Calving glaciers crash thunderously into the ocean creating a fairyland of floating chunks of ice of different sizes setting off mini tsunamis. These are ice bergs, some tiny, others huge. The ice breaking away from the glaciers contain bubbles of air trapped within from hundreds and even thousands of years ago.

This compressed air escapes making a gasping sound as the ice melts. It gives an eerie feeling to touch the glassy pale blue glacier ice and feel and breathe the very air that extinct woolly mammoths had breathed. Large swaths of sea ice is cracking into smaller pieces and floating away. The expedition ship ploughs in to the breaking ice floe which appears like a vast sheet of shattered smoky glass.

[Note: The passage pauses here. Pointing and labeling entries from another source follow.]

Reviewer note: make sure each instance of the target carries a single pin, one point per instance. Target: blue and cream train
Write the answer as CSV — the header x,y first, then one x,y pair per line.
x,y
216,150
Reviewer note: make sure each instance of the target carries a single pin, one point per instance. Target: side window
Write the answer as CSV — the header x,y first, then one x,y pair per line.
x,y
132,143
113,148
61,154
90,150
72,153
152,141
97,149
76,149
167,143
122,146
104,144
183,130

As the bears mournfully watch their sea ice home break up and slowly drift away to melt and disappear and as their food sources steadily diminish, man who has contributed significantly to global warming and polar melt in recent years, is agonising over what to do. As to whether we could even afford the luxury of endless debate and procrastination is open to question.

UNFCCC COP 29

Warning bells of global warming and sea level rise have been ringing with increasing intensity at least since the 1970s. The Intergovernmental Panel on Climate Change created in 1988, consisting of scientists and other experts from around the world, is overwhelmingly of the view that anthropogenic factors are a major contributory factor in climate change, global warming and sea level to rise.

The international community which had been struggling to address this issue, at least since the 1992 Earth Summit in Rio de Janeiro, solemnly agreed in Paris in 2015, through the Paris Accords, to cap global temperature rise to 2.0% of preindustrial levels, but also to make the best efforts to keep the temperature rise to below 1.5%.

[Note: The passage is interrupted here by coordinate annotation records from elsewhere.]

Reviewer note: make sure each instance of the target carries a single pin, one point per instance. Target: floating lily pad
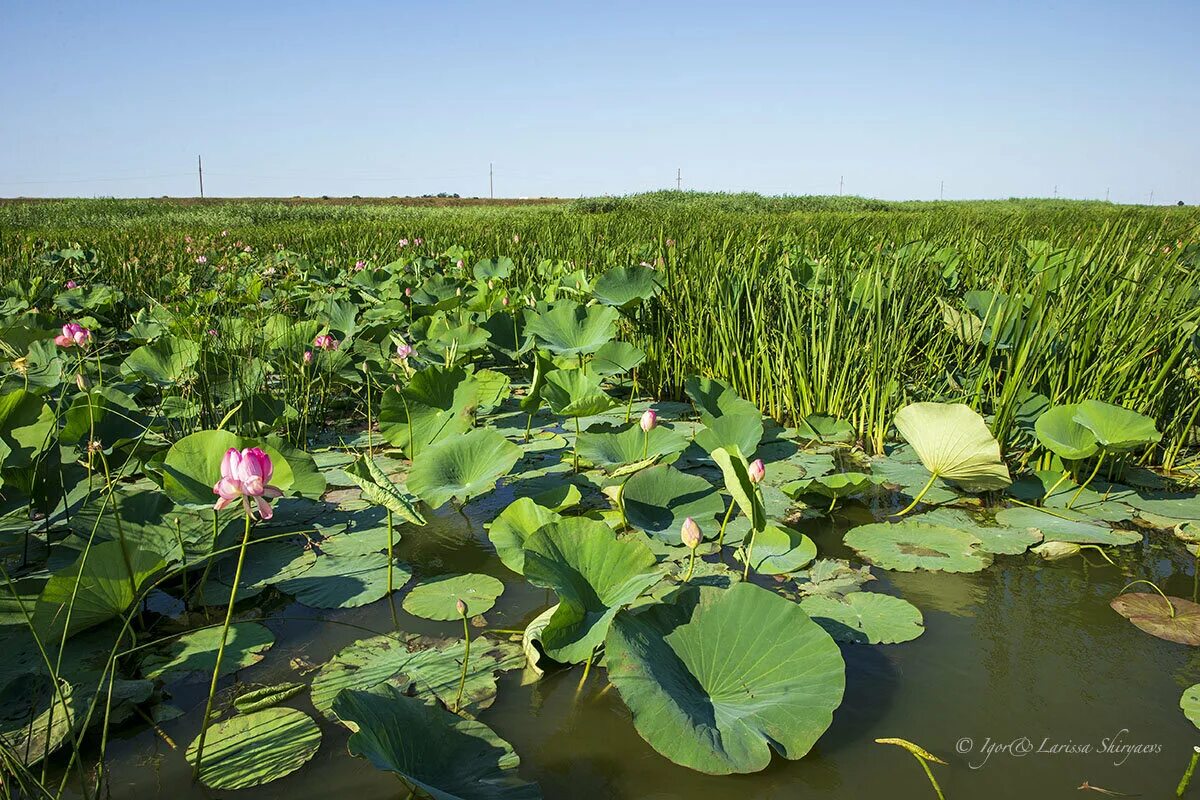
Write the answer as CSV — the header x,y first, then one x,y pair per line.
x,y
432,751
1177,621
865,618
909,546
660,498
719,678
437,597
256,749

Developed countries also agreed to assist developing countries in their efforts to achieve this goal, through additional funding and technology transfer. The Accords also recognised the need to address loss and damage associated with the adverse impacts of climate change in developing countries. COP 27 established the loss and damage fund while COP 28 operationalised it.

The climate fund of a targeted $100 million that was agreed to enable developing countries to mitigate and adapt to the impacts of climate change remains seriously unrealised. The consensus is that we have not even come close to realising the voluntary targets established under the Paris Accords, and mirrored in the SDGs, although most countries have publicly declared their targets for carbon peaking and becoming carbon neutral.

The US, which until recently was the largest emitter of Green House Gases (GHG), pulled out of the Accords in 2020 despite having been one of its major proponents under President Obama. China is now the major emitter of GHGs.

UNFCCC COP 29 to be held in Baku, Azerbaijan is getting ever closer. Azerbaijan, the land of fire and perhaps the earliest exploiter of petroleum, will be hoping to steer the conference towards more tangible commitments to phase out fossil fuel use, especially from the main GHG emitters.

The pressure is on with July 2024 earning the dubious distinction of being the hottest summer on record and unusual weather pummeling many countries, especially in the economically stressed South. It is probably a forlorn hope that the economically advanced countries, will readily compromise on their living standards which are dependent on cheap fossil fuel based energy.

Oil and gas production comprised half of Azerbaijan’s own GDP and 92.5% of its export revenues in 2022. As the polar bears in the North sadly watch their home slowly melt and disappear, mankind will still be talking about the need to adopt more ambitious targets to cap GHG emissions or, is it already too late. Are we just engaged in an exercise of rearranging the deck chairs while the Titanic is sinking? [IDN-InDepthNews]

*Ambassador Dr Palitha Kohona, formerly the Sri Lankan Permanent Representative to the UN, and most recently the Ambassador to China, travelled to the Arctic recently on the expedition ship, Seabourn Venture.